But I like it because it's kind of fun to use if you are a Python programmer, and you know how to handle Python. It feels so easy and so natural, to go through coding using PyTorch.
This is what I was trying to convey in the book, and first in the blog post. I actually had a good time learning PyTorch in the beginning, because, I don't know, it just feels natural.
Len: Thanks very much for sharing that. And of course we'll have links to the blog post that we mentioned, and everything else in here as well, so you can also get a sense of Daniel's conversational and fun, very fun style. Which you can also see in the About the Book description on the landing page on Leanpub for the book.
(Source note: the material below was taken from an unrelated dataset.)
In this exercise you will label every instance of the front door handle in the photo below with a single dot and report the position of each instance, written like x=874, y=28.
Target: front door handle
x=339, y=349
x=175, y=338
It's interesting that there's all these big players like Google and Facebook, making competing things - but that they're also releasing trained models or datasets to other people to use.
Probably most people who pay attention to some of this stuff in the press, will know about giving one of these models a set of pictures, some of which are cats. And then, what it does is it runs various algorithms, and learns to identify which images are cats. And so it can run some simulation, or some effort to identify what are cats.
And it can check against, "Well, how many of my guesses were correct, and how many were false?" And blah, blah. Then it can iterate, and it can get better.
But basically, what the algorithms are doing, is looking for correlations in the data - generally speaking, if I understand it correctly? I mean, I'm sure that's a big oversimplification.
Daniel: It's not so much as correlations, but I mean - this is tricky to explain, especially if you don't have a way to show people what's happening. But, well - basically what happens is you map - in this case, an image - right? Or the feature that you're using in the model. It will have a gigantic dimension in space, right? Because you have like two-dimensional, that we can see and plot nicely.
And if you have four-dimensional, where it just starts getting weird, and then - there is this joke that, "Okay, how do you imagine something in 14 dimensions? You just close your eyes, say '14' really loud - and then go." But that's silly.
Then when you talk about deep learning models, they have like millions and millions of parameters. That will be millions of dimensions. And that's impossible to visualize, or to even understand what's going on in a visual way.
But the idea is that all these instances, this image - let's say that you're doing cats happy or unhappy, like I was saying - what will happen is that the happy cats, they will be mapped into a region of these crazy dimensions in space. And the unhappy cats will be mapped to a different region.
Now, if you were saying this will be like three-dimensional, you have like a bowl, right? And then you see on the left side of your bowl, there are the happy cats. On right side of the bowl, there are the unhappy cats. And then maybe, if you've got a well-trained model and it's easy enough, you can cut the bowl in half - and you have happy cats on one side, unhappy on the other. That's an oversimplification, but the idea is that you're going to separate them. It's not so much about correlation, but about mapping into these dimensions, multi-dimensional spaces.
It's weird. Just describing it feels weird. If I can draw this like I do to the students, it helps.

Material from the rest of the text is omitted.